C’è un momento preciso, al tramonto, in cui in cui il cielo si tinge d’ambra, il vento rallenta e il mare diventa uno specchio, dove centinaia di piccole fiamme iniziano a riflettersi sull’acqua, trasformando una semplice cena in un’esperienza capace di coinvolgere ogni senso.
È accaduto a La Terrazza – Poniente, il progetto firmato da Mirko Notaro all’interno del Marina d’Arechi Port Village di Salerno, dove la prima serata dedicata alla musica d’autore a lume di candela ha registrato il tutto esaurito, confermando la voglia di vivere eventi che sappiano unire spettacolo, cultura ed eccellenza gastronomica.
Oltre seicento candele hanno disegnato un’atmosfera sospesa tra cinema e realtà, avvolgendo la terrazza affacciata sul mare in una luce calda e avvolgente. A dar vita a questa scenografia meravigliosa è stata la direzione artistica del Maestro Tiziano Citro, anima dell’Associazione Rachmaninov, da anni impegnata nella diffusione della musica colta e nella valorizzazione di eventi culturali attraverso allestimenti di grande impatto emotivo.
Protagonista della serata è stata la musica di Pino Daniele. Sul palco, Mariano Onorato, storica voce e chitarra dei Soleado, accompagnato al pianoforte da Casimiro Erario, ha ripercorso alcune delle pagine più amate del repertorio dell’indimenticabile artista napoletano. Un viaggio musicale fatto di sonorità mediterranee, poesia e memoria che ha coinvolto il pubblico in un susseguirsi di applausi, emozioni e ricordi.
La musica ha dialogato con un altro linguaggio universale, quello della cucina
Lo chef resident Gabriele Martinelli ha costruito un percorso gastronomico raffinato e contemporaneo, fedele a una filosofia che mette al centro la materia prima, la stagionalità e la valorizzazione del territorio.

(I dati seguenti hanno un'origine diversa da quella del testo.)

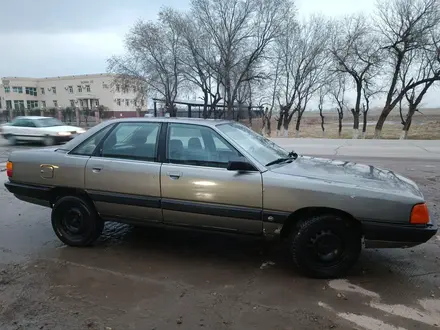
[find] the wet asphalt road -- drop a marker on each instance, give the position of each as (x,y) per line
(138,278)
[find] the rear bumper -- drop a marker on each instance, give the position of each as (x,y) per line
(395,235)
(39,195)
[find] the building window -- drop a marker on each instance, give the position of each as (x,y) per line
(31,91)
(32,104)
(18,105)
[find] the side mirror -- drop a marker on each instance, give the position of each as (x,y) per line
(240,166)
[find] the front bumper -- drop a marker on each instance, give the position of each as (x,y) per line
(384,235)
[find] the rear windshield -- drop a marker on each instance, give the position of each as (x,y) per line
(48,122)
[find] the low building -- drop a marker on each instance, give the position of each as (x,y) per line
(79,91)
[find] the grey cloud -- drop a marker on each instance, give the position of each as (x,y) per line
(57,16)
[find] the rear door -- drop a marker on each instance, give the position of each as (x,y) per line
(123,176)
(197,188)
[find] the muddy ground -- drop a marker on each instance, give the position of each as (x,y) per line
(161,279)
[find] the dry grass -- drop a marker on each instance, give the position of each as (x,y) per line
(424,127)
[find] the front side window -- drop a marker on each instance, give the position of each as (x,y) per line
(87,147)
(199,146)
(136,141)
(262,149)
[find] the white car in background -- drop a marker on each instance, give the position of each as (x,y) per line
(47,130)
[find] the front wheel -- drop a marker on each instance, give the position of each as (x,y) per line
(325,246)
(76,222)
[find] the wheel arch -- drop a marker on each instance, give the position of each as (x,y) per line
(296,217)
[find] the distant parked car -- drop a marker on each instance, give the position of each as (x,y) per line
(220,176)
(47,130)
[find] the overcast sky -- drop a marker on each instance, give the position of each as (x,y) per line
(55,37)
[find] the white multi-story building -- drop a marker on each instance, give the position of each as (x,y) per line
(79,91)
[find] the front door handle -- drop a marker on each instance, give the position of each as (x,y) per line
(174,175)
(96,169)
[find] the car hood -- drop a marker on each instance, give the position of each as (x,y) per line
(64,128)
(350,173)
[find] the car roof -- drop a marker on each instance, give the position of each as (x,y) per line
(31,117)
(199,121)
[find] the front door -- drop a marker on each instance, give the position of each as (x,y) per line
(123,177)
(198,190)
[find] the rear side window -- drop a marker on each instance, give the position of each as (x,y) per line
(88,146)
(137,141)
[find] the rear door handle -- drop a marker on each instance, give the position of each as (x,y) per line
(96,169)
(174,175)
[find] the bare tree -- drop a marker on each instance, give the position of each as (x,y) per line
(422,65)
(406,26)
(355,51)
(322,95)
(304,66)
(241,31)
(337,93)
(153,51)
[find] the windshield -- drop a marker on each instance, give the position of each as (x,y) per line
(48,122)
(262,149)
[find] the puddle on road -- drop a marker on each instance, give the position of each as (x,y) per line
(428,312)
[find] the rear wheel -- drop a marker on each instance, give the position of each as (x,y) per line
(76,222)
(325,246)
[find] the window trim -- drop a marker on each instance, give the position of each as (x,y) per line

Un approccio maturato attraverso importanti esperienze professionali in ristoranti di alta cucina tra Italia e Francia, accanto a grandi maestri come Giancarlo Morelli e Francesco Sposito, e oggi protagonista del progetto gastronomico di Poniente.
Il menù della serata, coordinata dal giornalista Luca Matarazzo, ha raccontato il Mediterraneo con eleganza: dall’insalatina di seppie con mela verde e sedano al raviolo caprese con ricotta, crostacei e limone, fino al trancio di ombrina scottato accompagnato da carpaccio di pesca e pomodoro. A chiudere il percorso, un tiramisù all’italiana, essenziale e raffinato, in perfetto equilibrio tra tradizione e tecnica.

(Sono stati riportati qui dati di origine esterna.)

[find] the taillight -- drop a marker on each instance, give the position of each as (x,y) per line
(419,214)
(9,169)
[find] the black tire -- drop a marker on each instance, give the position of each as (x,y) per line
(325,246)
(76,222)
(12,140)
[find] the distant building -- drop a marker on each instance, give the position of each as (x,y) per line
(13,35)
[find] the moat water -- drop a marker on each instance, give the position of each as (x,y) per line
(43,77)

Ad accompagnare ogni portata, i vini della cantina Giustini, selezionati dal catalogo di Agenzia Curcio 1980, hanno completato un percorso sensoriale nel quale enologia, gastronomia e musica hanno trovato una naturale armonia.
La doppia anima del progetto ideato da Mirko Notaro emerge con chiarezza proprio in occasioni come questa.
Da un lato La Terrazza, lounge elegante dedicata all’aperitivo, alla mixology e al piacere del tramonto; dall’altro Poniente, ristorante fine dining che interpreta la cucina mediterranea con uno sguardo contemporaneo e contaminazioni internazionali. Un concept che trae ispirazione dal vento di ponente e dalla volontà di guardare oltre i confini della tradizione senza mai perderne l’identità.
Fondamentale anche il lavoro della sala, guidata dal direttore Giovanni Cucco, sommelier esperto, che ha guidato gli ospiti con professionalità e attenzione, contribuendo a rendere impeccabile un servizio all’altezza dell’esperienza proposta.
Il successo della serata conferma una tendenza sempre più evidente: il pubblico non cerca soltanto una cena o un concerto, ma desidera vivere momenti memorabili, nei quali ogni dettaglio contribuisce ad avere forte impatto emotivo.
A Marina d’Arechi questo equilibrio tra paesaggio, musica e alta cucina sembra aver trovato una delle sue espressioni più convincenti.
Se il debutto rappresentava una scommessa, la risposta del pubblico l’ha già trasformata in una promessa per il futuro: quella di nuove serate in cui il mare di Salerno, note, sapori ed emozioni si incontreranno in un unico, suggestivo racconto.